Health & Safety
At some point a parent faces the choice to leave a child home alone for the first time. Whether the decision is based on necessity or convenience the transition to having your child stay home alone is a big step for every family. In general, it is not a good idea to leave a child under the age of 10 years old home alone. Some states have laws regulating the age at which a child may be left home alone. Check with your state agency that services children and families for this information. (In Alabama check with the Department of Human Resources www.dhr.alabama.gov or phone 334-242-9500)
- Is your child ready? There is no perfect age when children are ready to stay home alone because children mature at different levels. The most important thing to consider is the level of responsibility your child possesses. Does he complete his homework, handle his household chores, and can he follow directions? How well does your child react to unpredictable events?
- Amount of support: Consider the amount of support you can count on from neighbors, family, and friends. Leave your child a list of trusted individuals he can call if you’re not available to talk with him.
- Start off slow: Have a trial period. Start with small separations. Leave your child alone in the house during the day for an hour while you run an errand.
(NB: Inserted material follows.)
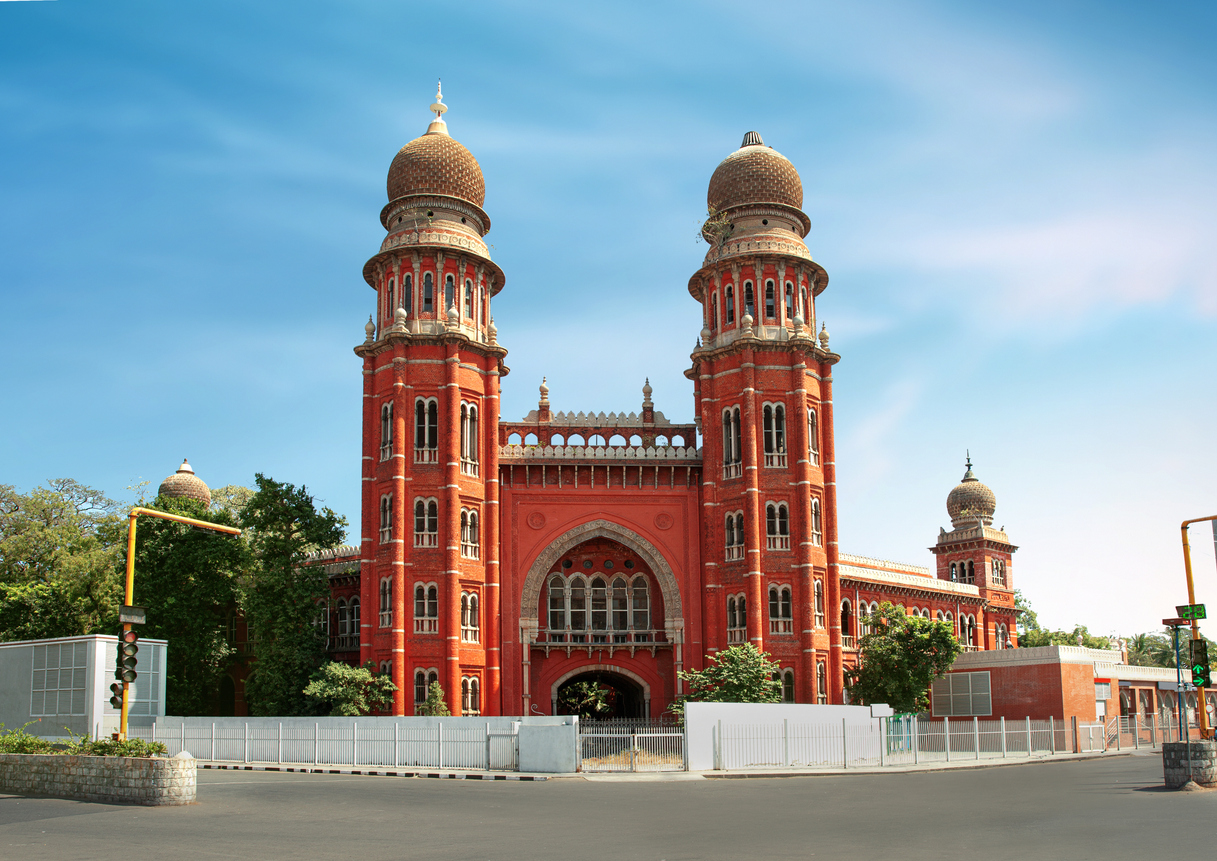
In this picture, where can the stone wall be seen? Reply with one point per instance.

Afterwards, talk with your child to see if he felt lonely or frightened. If everything goes well, slowly increase time and distance apart. Leave him specific directions to follow while you are away. If he deviates from your instructions, he may not be ready to be left alone.
- Role Play: Act out possible situations to help your child know what to do. Many children feel they understand a safety plan after it is discussed, but fail to put it into action if tested. Set up possible scenarios, such as a power outage, and have your child demonstrate exactly how he would handle the situation. Gradually add more serious circumstances to your safety plan.
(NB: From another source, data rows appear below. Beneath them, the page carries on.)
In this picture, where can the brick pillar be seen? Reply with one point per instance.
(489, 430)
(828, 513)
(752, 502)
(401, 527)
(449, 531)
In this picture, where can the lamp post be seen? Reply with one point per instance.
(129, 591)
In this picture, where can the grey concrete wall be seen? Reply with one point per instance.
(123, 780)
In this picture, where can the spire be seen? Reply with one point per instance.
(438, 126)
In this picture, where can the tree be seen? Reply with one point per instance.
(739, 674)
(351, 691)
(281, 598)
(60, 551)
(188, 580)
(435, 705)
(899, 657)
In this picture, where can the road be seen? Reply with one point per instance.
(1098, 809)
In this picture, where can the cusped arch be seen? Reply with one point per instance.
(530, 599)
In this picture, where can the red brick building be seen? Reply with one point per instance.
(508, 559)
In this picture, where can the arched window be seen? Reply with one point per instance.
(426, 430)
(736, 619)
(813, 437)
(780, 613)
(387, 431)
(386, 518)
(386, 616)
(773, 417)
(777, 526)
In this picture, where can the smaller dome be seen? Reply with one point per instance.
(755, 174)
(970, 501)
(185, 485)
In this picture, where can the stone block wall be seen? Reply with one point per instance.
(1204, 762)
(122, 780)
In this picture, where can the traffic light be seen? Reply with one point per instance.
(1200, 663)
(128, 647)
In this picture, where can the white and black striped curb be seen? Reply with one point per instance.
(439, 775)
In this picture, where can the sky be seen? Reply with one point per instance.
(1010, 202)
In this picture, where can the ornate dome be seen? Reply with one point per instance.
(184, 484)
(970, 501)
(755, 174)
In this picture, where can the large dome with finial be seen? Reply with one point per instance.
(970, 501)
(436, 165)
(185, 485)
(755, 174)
- Establish clear rules: Make sure your child knows what is and is not allowed when you are not home. Having established chores or other tasks help keep your child busy while you’re away.
- Don’t overdo it: Even a mature, responsible child shouldn’t be home alone too much. Consider other options such as after school programs, youth centers, or church groups, to help your child stay busy and involved.
- Siblings as Sitters: Check with your state agency about laws regarding appropriate ages and the number of younger children an older sibling may care for. Question neighbors and family members about their practices. Ask your older child how they feel about sitting with their sibling. If you sense there is a significant amount of sibling rivalry it may be best to go another route. The safety and well-being of the children should be the deciding factor.